Since the redesign of the station’s tracks, there are still three functional through sidings, freight and shunting tracks and a freight transport hub, which is still regularly used to serve the Dirostahl company, a steelworks and rolling mill near the station. The rail freight traffic can now only run over the line via Oberbarmen and Ronsdorf because freight trains have been banned from operating over the Müngsten Bridge for several years. The former gravel works and the current concrete factory, which formerly had its own gravel loading facility and siding, is now only served by road transport.

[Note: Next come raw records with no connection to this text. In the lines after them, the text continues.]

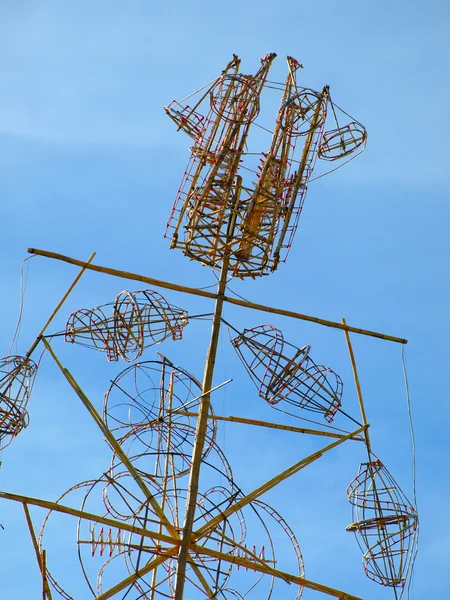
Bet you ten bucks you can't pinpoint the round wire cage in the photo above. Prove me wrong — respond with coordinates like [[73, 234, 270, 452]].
[[0, 356, 37, 450], [347, 454, 418, 598], [231, 325, 343, 422]]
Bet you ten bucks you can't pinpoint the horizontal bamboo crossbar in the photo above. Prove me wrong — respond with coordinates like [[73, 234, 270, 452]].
[[191, 544, 362, 600], [172, 410, 364, 442], [28, 248, 408, 344]]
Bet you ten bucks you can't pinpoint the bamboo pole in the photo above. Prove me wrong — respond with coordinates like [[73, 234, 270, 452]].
[[172, 409, 364, 442], [0, 492, 180, 552], [174, 176, 242, 600], [42, 550, 52, 600], [342, 319, 370, 450], [42, 338, 178, 538], [22, 501, 52, 600], [193, 425, 369, 542], [28, 248, 408, 344], [25, 252, 96, 358], [188, 544, 362, 600], [95, 546, 179, 600]]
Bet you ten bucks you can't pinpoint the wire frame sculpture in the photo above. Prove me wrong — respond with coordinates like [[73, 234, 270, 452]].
[[164, 54, 367, 277], [65, 290, 188, 362], [103, 355, 216, 479], [347, 454, 418, 598], [231, 325, 343, 422], [38, 357, 304, 600], [0, 356, 37, 450]]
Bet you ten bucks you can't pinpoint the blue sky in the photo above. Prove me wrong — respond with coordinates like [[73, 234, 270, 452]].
[[0, 0, 450, 600]]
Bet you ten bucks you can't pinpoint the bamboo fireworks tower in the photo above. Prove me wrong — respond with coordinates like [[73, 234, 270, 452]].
[[0, 54, 418, 600]]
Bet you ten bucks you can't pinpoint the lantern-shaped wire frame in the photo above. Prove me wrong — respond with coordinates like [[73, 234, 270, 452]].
[[318, 121, 367, 161], [39, 436, 304, 600], [103, 356, 217, 480], [231, 325, 343, 422], [0, 356, 37, 450], [347, 454, 418, 599], [65, 290, 188, 362]]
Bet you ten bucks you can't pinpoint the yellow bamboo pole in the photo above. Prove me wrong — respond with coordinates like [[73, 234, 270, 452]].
[[0, 492, 180, 552], [26, 252, 96, 358], [28, 248, 408, 344], [172, 410, 364, 442], [342, 319, 370, 456], [42, 550, 52, 600], [95, 546, 178, 600], [22, 502, 52, 600], [192, 544, 361, 600], [192, 425, 369, 541], [42, 338, 178, 538], [174, 176, 242, 600]]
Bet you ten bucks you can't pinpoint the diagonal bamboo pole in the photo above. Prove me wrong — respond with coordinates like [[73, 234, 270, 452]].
[[0, 492, 180, 548], [193, 425, 369, 541], [42, 338, 179, 538], [26, 252, 96, 358], [188, 544, 361, 600], [28, 248, 408, 344], [173, 409, 364, 442]]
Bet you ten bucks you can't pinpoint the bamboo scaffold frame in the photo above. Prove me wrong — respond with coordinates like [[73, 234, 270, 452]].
[[0, 54, 418, 600]]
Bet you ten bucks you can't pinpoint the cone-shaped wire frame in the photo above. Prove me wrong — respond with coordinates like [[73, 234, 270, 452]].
[[347, 455, 418, 598], [231, 325, 343, 422], [0, 356, 37, 450], [65, 290, 188, 362]]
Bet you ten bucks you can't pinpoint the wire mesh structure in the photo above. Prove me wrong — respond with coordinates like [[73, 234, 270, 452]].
[[347, 454, 418, 598], [39, 357, 304, 600], [231, 325, 343, 422], [165, 54, 367, 277], [65, 290, 188, 362], [0, 356, 37, 450], [0, 54, 418, 600]]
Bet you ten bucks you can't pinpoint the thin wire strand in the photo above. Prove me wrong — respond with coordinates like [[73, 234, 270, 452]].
[[308, 145, 365, 183], [178, 77, 220, 104], [402, 344, 419, 598], [8, 254, 37, 354]]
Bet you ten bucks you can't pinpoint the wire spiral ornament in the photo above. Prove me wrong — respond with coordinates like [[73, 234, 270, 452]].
[[39, 357, 304, 600], [0, 356, 37, 450]]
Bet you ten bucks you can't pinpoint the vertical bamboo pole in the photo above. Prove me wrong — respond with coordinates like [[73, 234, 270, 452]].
[[174, 176, 242, 600], [342, 319, 371, 452]]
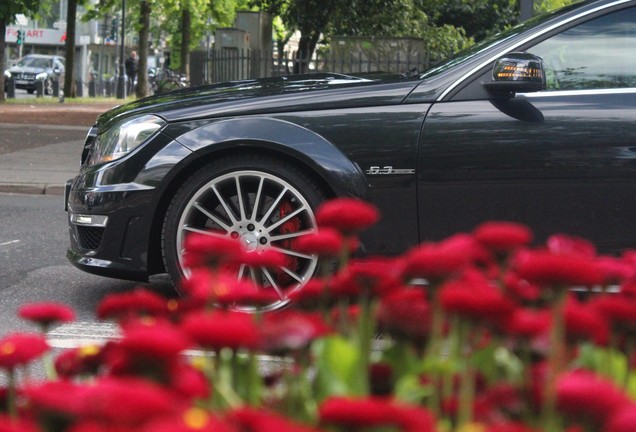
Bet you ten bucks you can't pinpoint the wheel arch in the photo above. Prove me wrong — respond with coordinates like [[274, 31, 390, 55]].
[[148, 118, 368, 274]]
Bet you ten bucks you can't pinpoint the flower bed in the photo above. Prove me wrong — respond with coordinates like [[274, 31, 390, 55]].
[[0, 199, 636, 432]]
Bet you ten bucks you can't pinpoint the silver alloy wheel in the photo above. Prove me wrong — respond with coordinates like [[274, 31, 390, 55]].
[[176, 170, 318, 311]]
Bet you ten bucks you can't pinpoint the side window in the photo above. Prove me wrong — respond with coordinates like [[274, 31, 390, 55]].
[[528, 8, 636, 91]]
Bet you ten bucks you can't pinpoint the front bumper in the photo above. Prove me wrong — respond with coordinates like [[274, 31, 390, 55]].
[[65, 176, 159, 281]]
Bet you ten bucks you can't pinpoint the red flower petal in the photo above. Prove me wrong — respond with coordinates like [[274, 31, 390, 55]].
[[97, 288, 168, 320], [473, 221, 532, 252], [182, 310, 260, 350], [557, 371, 629, 425], [0, 333, 49, 370], [512, 250, 603, 289], [18, 302, 75, 326], [316, 198, 380, 234]]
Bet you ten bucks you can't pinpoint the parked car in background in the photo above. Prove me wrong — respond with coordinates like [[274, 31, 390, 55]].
[[66, 0, 636, 308], [5, 54, 64, 95]]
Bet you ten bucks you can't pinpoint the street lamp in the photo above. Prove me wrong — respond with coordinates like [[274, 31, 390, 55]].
[[117, 0, 126, 99]]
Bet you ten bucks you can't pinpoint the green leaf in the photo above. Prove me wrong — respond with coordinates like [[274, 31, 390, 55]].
[[313, 335, 360, 400]]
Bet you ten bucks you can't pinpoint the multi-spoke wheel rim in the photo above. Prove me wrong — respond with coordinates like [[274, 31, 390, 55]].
[[176, 170, 317, 311]]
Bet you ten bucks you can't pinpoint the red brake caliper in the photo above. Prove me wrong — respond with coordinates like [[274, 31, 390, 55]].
[[276, 201, 300, 286]]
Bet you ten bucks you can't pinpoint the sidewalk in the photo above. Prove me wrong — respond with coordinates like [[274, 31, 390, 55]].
[[0, 103, 116, 195]]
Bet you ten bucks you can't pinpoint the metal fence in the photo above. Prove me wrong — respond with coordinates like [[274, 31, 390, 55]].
[[190, 49, 430, 85]]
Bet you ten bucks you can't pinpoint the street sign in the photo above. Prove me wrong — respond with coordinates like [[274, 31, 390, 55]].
[[15, 14, 29, 27]]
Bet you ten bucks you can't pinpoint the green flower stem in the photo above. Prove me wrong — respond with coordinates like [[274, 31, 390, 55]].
[[7, 369, 18, 419], [42, 352, 57, 381], [542, 288, 567, 432], [457, 320, 475, 429], [425, 285, 444, 418], [441, 315, 462, 400], [623, 337, 634, 390], [210, 350, 243, 410]]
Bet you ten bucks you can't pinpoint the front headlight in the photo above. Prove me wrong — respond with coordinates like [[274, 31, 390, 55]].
[[89, 115, 166, 165]]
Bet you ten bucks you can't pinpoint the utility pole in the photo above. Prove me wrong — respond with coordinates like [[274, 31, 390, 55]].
[[519, 0, 534, 21], [117, 0, 126, 99]]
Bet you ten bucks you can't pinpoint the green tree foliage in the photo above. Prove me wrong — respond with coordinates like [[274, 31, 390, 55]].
[[250, 0, 472, 70], [534, 0, 575, 13], [0, 0, 40, 102], [157, 0, 247, 74], [84, 0, 161, 97]]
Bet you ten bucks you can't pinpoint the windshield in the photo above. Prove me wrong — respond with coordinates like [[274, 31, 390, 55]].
[[18, 57, 52, 68], [421, 2, 581, 78]]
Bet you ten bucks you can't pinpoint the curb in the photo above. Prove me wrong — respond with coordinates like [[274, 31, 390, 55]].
[[0, 183, 65, 196]]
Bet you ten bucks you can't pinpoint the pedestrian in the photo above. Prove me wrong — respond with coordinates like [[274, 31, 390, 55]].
[[124, 51, 137, 94]]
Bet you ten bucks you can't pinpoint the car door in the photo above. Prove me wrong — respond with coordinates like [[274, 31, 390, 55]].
[[418, 7, 636, 251]]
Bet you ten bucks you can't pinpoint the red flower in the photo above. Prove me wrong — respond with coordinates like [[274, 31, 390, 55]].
[[329, 258, 400, 297], [240, 249, 287, 268], [18, 302, 75, 331], [603, 403, 636, 432], [512, 250, 603, 289], [402, 235, 476, 282], [181, 310, 260, 350], [503, 308, 551, 339], [473, 221, 532, 252], [55, 345, 102, 378], [168, 357, 210, 399], [319, 397, 436, 432], [97, 288, 168, 320], [377, 287, 431, 346], [590, 292, 636, 337], [0, 333, 49, 370], [369, 363, 395, 396], [22, 381, 90, 417], [142, 408, 239, 432], [596, 257, 636, 284], [485, 422, 539, 432], [439, 280, 515, 324], [296, 228, 344, 258], [227, 407, 318, 432], [546, 234, 596, 258], [316, 198, 380, 234], [565, 297, 610, 345], [504, 272, 541, 302], [181, 268, 280, 307], [0, 414, 40, 432], [557, 371, 629, 425], [83, 378, 183, 426], [261, 310, 332, 354]]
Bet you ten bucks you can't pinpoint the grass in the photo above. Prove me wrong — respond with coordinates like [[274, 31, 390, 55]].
[[3, 96, 136, 105]]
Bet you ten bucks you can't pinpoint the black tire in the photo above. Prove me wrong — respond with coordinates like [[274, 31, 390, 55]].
[[162, 154, 325, 311], [44, 78, 53, 96]]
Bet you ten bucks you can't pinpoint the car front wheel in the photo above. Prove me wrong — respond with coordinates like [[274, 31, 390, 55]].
[[162, 155, 325, 310]]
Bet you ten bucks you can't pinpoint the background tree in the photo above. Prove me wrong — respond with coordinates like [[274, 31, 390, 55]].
[[84, 0, 155, 97], [159, 0, 247, 79], [0, 0, 41, 102]]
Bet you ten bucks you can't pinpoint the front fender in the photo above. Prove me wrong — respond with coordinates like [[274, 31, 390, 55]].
[[170, 117, 369, 199]]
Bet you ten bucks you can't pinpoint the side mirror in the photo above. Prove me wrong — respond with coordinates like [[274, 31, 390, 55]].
[[483, 52, 545, 97]]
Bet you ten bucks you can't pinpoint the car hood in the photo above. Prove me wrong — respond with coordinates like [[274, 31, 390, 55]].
[[98, 74, 419, 129]]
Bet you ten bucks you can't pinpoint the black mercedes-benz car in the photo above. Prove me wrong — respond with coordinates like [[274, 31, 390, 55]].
[[66, 0, 636, 303]]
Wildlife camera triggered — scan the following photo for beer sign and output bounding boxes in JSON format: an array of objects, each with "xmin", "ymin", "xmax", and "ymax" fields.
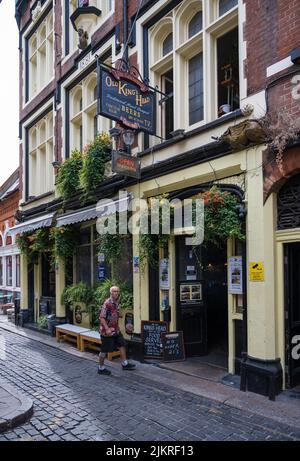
[{"xmin": 98, "ymin": 66, "xmax": 156, "ymax": 134}]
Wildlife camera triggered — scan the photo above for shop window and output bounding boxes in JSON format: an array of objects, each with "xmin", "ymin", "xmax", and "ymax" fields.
[
  {"xmin": 41, "ymin": 253, "xmax": 55, "ymax": 298},
  {"xmin": 217, "ymin": 28, "xmax": 240, "ymax": 116},
  {"xmin": 16, "ymin": 255, "xmax": 21, "ymax": 287},
  {"xmin": 163, "ymin": 33, "xmax": 173, "ymax": 56},
  {"xmin": 6, "ymin": 256, "xmax": 12, "ymax": 287},
  {"xmin": 188, "ymin": 11, "xmax": 203, "ymax": 38},
  {"xmin": 161, "ymin": 69, "xmax": 174, "ymax": 139},
  {"xmin": 219, "ymin": 0, "xmax": 238, "ymax": 16},
  {"xmin": 189, "ymin": 53, "xmax": 204, "ymax": 125}
]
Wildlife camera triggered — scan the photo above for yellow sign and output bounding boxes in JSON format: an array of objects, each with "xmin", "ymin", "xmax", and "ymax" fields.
[{"xmin": 250, "ymin": 262, "xmax": 265, "ymax": 282}]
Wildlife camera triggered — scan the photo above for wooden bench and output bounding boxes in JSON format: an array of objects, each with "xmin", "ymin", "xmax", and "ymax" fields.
[
  {"xmin": 55, "ymin": 323, "xmax": 90, "ymax": 349},
  {"xmin": 80, "ymin": 330, "xmax": 120, "ymax": 360}
]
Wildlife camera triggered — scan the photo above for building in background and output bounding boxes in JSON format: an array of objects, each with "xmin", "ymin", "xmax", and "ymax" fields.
[
  {"xmin": 12, "ymin": 0, "xmax": 300, "ymax": 395},
  {"xmin": 0, "ymin": 168, "xmax": 20, "ymax": 304}
]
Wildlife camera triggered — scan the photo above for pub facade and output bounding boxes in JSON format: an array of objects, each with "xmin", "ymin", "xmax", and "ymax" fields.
[{"xmin": 13, "ymin": 0, "xmax": 300, "ymax": 395}]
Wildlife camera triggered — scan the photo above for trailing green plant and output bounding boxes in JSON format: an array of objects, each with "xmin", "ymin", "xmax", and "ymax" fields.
[
  {"xmin": 138, "ymin": 195, "xmax": 173, "ymax": 272},
  {"xmin": 56, "ymin": 149, "xmax": 83, "ymax": 200},
  {"xmin": 200, "ymin": 186, "xmax": 245, "ymax": 245},
  {"xmin": 96, "ymin": 233, "xmax": 124, "ymax": 264},
  {"xmin": 51, "ymin": 225, "xmax": 80, "ymax": 261},
  {"xmin": 61, "ymin": 282, "xmax": 94, "ymax": 310},
  {"xmin": 80, "ymin": 133, "xmax": 111, "ymax": 199},
  {"xmin": 16, "ymin": 228, "xmax": 54, "ymax": 264},
  {"xmin": 38, "ymin": 315, "xmax": 48, "ymax": 329}
]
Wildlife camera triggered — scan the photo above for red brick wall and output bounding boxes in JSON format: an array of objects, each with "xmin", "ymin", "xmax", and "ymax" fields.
[{"xmin": 244, "ymin": 0, "xmax": 300, "ymax": 95}]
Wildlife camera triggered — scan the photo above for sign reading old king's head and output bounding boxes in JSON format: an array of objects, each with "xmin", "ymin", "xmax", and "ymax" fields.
[{"xmin": 99, "ymin": 66, "xmax": 156, "ymax": 134}]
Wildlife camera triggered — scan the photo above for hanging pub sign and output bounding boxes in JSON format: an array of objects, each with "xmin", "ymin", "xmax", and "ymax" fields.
[
  {"xmin": 112, "ymin": 151, "xmax": 141, "ymax": 179},
  {"xmin": 98, "ymin": 64, "xmax": 156, "ymax": 134}
]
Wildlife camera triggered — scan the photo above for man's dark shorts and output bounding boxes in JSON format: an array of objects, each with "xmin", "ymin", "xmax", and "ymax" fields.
[{"xmin": 101, "ymin": 333, "xmax": 126, "ymax": 352}]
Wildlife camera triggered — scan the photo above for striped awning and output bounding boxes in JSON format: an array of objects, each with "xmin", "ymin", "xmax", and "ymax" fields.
[
  {"xmin": 56, "ymin": 195, "xmax": 131, "ymax": 227},
  {"xmin": 8, "ymin": 213, "xmax": 55, "ymax": 236}
]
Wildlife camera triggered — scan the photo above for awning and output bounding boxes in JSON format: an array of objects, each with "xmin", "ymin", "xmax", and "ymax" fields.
[
  {"xmin": 56, "ymin": 195, "xmax": 132, "ymax": 227},
  {"xmin": 8, "ymin": 213, "xmax": 55, "ymax": 236}
]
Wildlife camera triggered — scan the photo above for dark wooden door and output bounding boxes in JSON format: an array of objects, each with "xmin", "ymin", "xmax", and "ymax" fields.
[
  {"xmin": 284, "ymin": 243, "xmax": 300, "ymax": 387},
  {"xmin": 176, "ymin": 237, "xmax": 207, "ymax": 357},
  {"xmin": 28, "ymin": 264, "xmax": 34, "ymax": 323}
]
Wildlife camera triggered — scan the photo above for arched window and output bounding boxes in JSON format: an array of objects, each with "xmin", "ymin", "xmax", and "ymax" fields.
[
  {"xmin": 188, "ymin": 11, "xmax": 203, "ymax": 38},
  {"xmin": 219, "ymin": 0, "xmax": 238, "ymax": 16},
  {"xmin": 163, "ymin": 32, "xmax": 173, "ymax": 56}
]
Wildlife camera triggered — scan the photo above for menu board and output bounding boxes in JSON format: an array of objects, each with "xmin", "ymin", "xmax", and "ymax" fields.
[
  {"xmin": 162, "ymin": 331, "xmax": 185, "ymax": 362},
  {"xmin": 180, "ymin": 283, "xmax": 202, "ymax": 303},
  {"xmin": 141, "ymin": 321, "xmax": 168, "ymax": 359}
]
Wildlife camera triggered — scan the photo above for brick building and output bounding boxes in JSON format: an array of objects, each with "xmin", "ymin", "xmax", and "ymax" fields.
[
  {"xmin": 0, "ymin": 169, "xmax": 20, "ymax": 303},
  {"xmin": 14, "ymin": 0, "xmax": 300, "ymax": 394}
]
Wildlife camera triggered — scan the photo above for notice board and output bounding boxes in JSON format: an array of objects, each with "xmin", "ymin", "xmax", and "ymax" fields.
[
  {"xmin": 162, "ymin": 331, "xmax": 185, "ymax": 362},
  {"xmin": 141, "ymin": 320, "xmax": 168, "ymax": 359}
]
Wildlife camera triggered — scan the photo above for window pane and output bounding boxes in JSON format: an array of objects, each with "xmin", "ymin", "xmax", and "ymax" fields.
[
  {"xmin": 15, "ymin": 255, "xmax": 20, "ymax": 287},
  {"xmin": 188, "ymin": 11, "xmax": 202, "ymax": 38},
  {"xmin": 6, "ymin": 256, "xmax": 12, "ymax": 287},
  {"xmin": 189, "ymin": 53, "xmax": 203, "ymax": 125},
  {"xmin": 217, "ymin": 28, "xmax": 240, "ymax": 116},
  {"xmin": 219, "ymin": 0, "xmax": 238, "ymax": 16},
  {"xmin": 163, "ymin": 32, "xmax": 173, "ymax": 56}
]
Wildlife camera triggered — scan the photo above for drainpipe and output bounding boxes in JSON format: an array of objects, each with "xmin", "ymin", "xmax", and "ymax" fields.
[{"xmin": 123, "ymin": 0, "xmax": 128, "ymax": 63}]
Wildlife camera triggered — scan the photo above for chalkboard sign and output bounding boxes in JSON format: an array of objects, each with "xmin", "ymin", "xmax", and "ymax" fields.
[
  {"xmin": 142, "ymin": 321, "xmax": 168, "ymax": 359},
  {"xmin": 162, "ymin": 331, "xmax": 185, "ymax": 362}
]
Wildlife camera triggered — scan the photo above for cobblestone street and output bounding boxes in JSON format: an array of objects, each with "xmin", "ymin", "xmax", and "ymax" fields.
[{"xmin": 0, "ymin": 330, "xmax": 300, "ymax": 441}]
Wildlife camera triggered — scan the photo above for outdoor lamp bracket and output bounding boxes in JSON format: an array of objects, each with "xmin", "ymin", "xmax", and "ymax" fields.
[{"xmin": 70, "ymin": 0, "xmax": 101, "ymax": 49}]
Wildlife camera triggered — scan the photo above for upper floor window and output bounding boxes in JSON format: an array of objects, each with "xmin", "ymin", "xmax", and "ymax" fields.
[
  {"xmin": 219, "ymin": 0, "xmax": 238, "ymax": 16},
  {"xmin": 6, "ymin": 256, "xmax": 12, "ymax": 287},
  {"xmin": 148, "ymin": 0, "xmax": 240, "ymax": 142},
  {"xmin": 162, "ymin": 33, "xmax": 173, "ymax": 56},
  {"xmin": 188, "ymin": 11, "xmax": 203, "ymax": 38},
  {"xmin": 27, "ymin": 112, "xmax": 54, "ymax": 196},
  {"xmin": 69, "ymin": 68, "xmax": 112, "ymax": 152},
  {"xmin": 26, "ymin": 11, "xmax": 54, "ymax": 100}
]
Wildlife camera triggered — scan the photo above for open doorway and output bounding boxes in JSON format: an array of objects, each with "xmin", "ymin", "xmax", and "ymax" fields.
[{"xmin": 176, "ymin": 237, "xmax": 228, "ymax": 369}]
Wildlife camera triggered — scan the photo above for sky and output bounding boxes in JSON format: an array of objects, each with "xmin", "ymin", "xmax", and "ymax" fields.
[{"xmin": 0, "ymin": 0, "xmax": 19, "ymax": 185}]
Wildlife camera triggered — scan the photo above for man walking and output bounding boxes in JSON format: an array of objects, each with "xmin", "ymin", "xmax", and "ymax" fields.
[{"xmin": 98, "ymin": 287, "xmax": 135, "ymax": 375}]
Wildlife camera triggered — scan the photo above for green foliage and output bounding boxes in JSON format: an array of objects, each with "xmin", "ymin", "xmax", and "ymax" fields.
[
  {"xmin": 56, "ymin": 149, "xmax": 83, "ymax": 200},
  {"xmin": 80, "ymin": 133, "xmax": 111, "ymax": 199},
  {"xmin": 38, "ymin": 315, "xmax": 48, "ymax": 329},
  {"xmin": 16, "ymin": 227, "xmax": 53, "ymax": 264},
  {"xmin": 61, "ymin": 282, "xmax": 94, "ymax": 309},
  {"xmin": 97, "ymin": 233, "xmax": 124, "ymax": 264},
  {"xmin": 201, "ymin": 187, "xmax": 245, "ymax": 244}
]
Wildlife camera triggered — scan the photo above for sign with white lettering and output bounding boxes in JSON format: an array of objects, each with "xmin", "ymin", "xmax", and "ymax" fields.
[
  {"xmin": 112, "ymin": 152, "xmax": 141, "ymax": 179},
  {"xmin": 98, "ymin": 66, "xmax": 156, "ymax": 134}
]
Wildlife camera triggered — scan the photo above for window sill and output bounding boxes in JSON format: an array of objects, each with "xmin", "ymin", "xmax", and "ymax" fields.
[{"xmin": 138, "ymin": 109, "xmax": 243, "ymax": 157}]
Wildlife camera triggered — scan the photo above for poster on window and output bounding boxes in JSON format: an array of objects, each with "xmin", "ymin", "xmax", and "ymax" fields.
[
  {"xmin": 159, "ymin": 259, "xmax": 170, "ymax": 288},
  {"xmin": 228, "ymin": 256, "xmax": 243, "ymax": 295},
  {"xmin": 180, "ymin": 283, "xmax": 202, "ymax": 304}
]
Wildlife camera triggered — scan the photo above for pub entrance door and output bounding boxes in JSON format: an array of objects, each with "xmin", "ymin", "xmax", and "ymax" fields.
[
  {"xmin": 284, "ymin": 243, "xmax": 300, "ymax": 387},
  {"xmin": 176, "ymin": 237, "xmax": 228, "ymax": 367}
]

Until recently there were two mechanical signal boxes in the station area, one called Lf Lüf in the dispatcher’s bay window in the station building and the other called Ln (for "Lüttringhausen North"), a separate signal box at the northern end of the station towards Ronsdorf. After the modernisation of the station, both were replaced by the new centralised signalling centre (RF at Remscheid). The abandoned bay window at the station still exists, but the separate signal box has been demolished.

The goods shed and gantry crane to the east and the former transhipment facilities have been demolished.

== Rail services ==
The station is served by line S 7 of the Rhine-Ruhr S-Bahn, branded as Der Müngstener, operated every 20 minutes from Monday to Friday and generally every half hour on weekends and at off-peak times, using (LINT 41) vehicles.

Until 15 December 1913 the station was served by Regional-Express service RB 47, operated by DB Regio NRW, normally with two-carriage sets of class 628.4. The Abellio Deutschland company won a contract that was put to tender in November 2010 and took over the operation of passenger services on the route from December 2013 for a period of 15 years.

Connections to bus services are available within walking distance, at the Lüttringhausen Bf (Barmer Straße) bus stop on bus route 636, which runs parallel to the railway line between Oberbarmen via Linde and ends at the central bus stop at the town hall. The stop is also served by bus route 660, running via Friedrich-Ebert-Platz (Remscheid) to Kremenholl and the regional bus line 666.